Michael Mangal had lost all hopes of rescue from the tiny Andaman and Nicobar island he was thrown back onto by disastrous tsunami waves on Dec. 26.
For almost twenty five days he lived on the devastated island. With no food to eat and no other survivors, only the hope of help kept him living.
Mangal, a Nicobarese tribesmen, lived on coconuts along the devastated coast until he was finally spotted and rescued by a relief team; he was waving a flag made from his tattered clothes.
Mangal told his rescuers how the tsunami waves had sucked him into the sea then threw him back onto the shore on that fateful day. He said he was destined to live.
After the tide receded, he walked back to his destroyed village on Pillopanja island, one of several tiny islands in the Andaman and Nicobar chain.
The village was deserted; it seemed no-one had survived the tragedy.
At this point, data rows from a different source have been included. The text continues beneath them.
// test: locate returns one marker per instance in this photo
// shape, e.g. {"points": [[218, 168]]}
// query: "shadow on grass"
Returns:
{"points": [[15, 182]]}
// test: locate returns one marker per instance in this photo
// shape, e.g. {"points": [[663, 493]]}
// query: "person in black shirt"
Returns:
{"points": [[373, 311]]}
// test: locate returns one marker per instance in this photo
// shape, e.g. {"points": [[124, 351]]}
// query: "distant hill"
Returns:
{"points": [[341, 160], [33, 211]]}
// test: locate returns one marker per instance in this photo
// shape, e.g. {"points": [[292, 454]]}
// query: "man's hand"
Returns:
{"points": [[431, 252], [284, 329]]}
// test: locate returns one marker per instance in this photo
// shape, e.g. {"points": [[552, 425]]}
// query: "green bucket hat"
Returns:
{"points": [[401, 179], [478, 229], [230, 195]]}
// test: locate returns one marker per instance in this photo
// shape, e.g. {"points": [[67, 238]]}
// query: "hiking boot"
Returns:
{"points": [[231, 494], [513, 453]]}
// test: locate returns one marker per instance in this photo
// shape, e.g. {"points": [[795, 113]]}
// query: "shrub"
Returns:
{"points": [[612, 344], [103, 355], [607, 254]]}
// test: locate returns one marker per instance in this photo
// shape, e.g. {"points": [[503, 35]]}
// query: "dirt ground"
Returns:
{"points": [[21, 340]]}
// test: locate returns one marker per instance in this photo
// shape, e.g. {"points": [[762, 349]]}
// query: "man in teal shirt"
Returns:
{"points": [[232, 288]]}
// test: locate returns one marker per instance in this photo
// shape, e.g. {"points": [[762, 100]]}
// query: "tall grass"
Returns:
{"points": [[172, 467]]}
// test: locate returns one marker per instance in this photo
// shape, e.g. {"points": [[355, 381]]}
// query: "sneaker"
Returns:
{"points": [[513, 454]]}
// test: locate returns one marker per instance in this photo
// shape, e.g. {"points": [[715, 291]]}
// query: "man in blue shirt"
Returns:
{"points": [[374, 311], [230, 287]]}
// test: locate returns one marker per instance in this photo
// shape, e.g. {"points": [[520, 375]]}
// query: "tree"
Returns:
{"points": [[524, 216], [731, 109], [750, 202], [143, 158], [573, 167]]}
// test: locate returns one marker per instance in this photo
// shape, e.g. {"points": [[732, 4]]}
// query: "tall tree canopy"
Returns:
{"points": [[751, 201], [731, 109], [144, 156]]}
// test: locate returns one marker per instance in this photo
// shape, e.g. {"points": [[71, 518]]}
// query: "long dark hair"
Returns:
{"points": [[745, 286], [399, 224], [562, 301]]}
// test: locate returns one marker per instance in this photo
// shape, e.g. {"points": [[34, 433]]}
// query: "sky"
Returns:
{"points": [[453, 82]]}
He then climbed up a hilly tract and continued to live there, with coconuts his food for survival.
About 7,500 people, among them many Nicobarese, died in the tragedy. The island chain had a population of over 356,000. Numbering in the hundreds, only 36 of the islands were inhabited before the disaster.
Another survivor of the tsunami disaster , Uttam Tete was not so lucky even after he was rescued. Uttam lived in Lapathi village on Car Nicobar island until the deadly waves washed away the population.